Raleigh meets Magda Raley, owner of a neighboring house to Buckler’s Bluff. Magda has long lived in St. Mary’s County and hints that Raleigh’s new home has always been a bit strange. In truth, Magda has special knowledge about the house and is determined that no one should live there again. How far would she go to ensure that Raleigh stays away?
Derrick Jonson and his father, Ezra, are cabinet makers and descendants of the slave who built the bedroom furniture. Derrick is as obsessed with retrieving the historic pieces as his father is at never having anything to do with it again. Can Ezra prevent his son from doing something he will regret?
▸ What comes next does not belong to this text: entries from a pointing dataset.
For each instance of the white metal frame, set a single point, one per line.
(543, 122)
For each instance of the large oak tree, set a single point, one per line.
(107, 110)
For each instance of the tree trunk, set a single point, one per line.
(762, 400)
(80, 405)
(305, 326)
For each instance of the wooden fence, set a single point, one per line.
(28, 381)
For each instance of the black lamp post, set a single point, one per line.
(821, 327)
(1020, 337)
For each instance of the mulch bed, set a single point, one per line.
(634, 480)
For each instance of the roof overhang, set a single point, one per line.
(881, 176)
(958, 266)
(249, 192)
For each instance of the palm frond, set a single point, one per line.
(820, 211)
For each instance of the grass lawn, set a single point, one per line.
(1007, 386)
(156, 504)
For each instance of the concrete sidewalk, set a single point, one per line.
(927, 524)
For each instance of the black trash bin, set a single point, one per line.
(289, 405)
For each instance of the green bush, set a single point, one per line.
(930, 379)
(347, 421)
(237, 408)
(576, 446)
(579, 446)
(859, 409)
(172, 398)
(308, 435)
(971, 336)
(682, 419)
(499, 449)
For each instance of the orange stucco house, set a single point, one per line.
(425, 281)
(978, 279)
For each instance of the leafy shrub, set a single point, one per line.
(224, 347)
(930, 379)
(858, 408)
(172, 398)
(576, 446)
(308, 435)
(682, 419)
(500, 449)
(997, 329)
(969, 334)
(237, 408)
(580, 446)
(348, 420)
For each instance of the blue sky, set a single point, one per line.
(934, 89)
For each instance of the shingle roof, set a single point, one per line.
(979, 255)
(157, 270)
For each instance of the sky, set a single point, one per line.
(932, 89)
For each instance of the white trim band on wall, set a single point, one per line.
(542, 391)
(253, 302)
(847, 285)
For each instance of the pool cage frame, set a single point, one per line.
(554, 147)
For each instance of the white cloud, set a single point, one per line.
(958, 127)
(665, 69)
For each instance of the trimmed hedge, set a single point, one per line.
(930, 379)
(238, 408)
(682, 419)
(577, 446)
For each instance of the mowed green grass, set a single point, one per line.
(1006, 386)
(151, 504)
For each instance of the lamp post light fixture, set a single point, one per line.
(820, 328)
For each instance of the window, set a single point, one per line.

Raleigh makes a visit to Buckler’s Bluff one day and wanders down to the river to inspect the crumbling pier. In a sudden moment of overwhelming despondency, Raleigh starts wading into the frigid waters, wondering if she can numb herself to her grief…permanently.
She is startled out of that desire by the realization that someone has come from behind and is trying to push her beneath the water’s surface. She goes unconscious.
Raleigh is rescued from the water by a passing rugged waterman, Kip Hewitt, who happened to be out fishing for large-mouthed bass, a fish available in the cold winter months, to sell to local restaurants.
At least, that is his claim. But Raleigh is certain that someone had attempted to drown her. Had it been Kip, who then had an attack of conscience and rescued her at the last moment?
But what motive would this stranger have to murder the new owner of Buckler’s Bluff?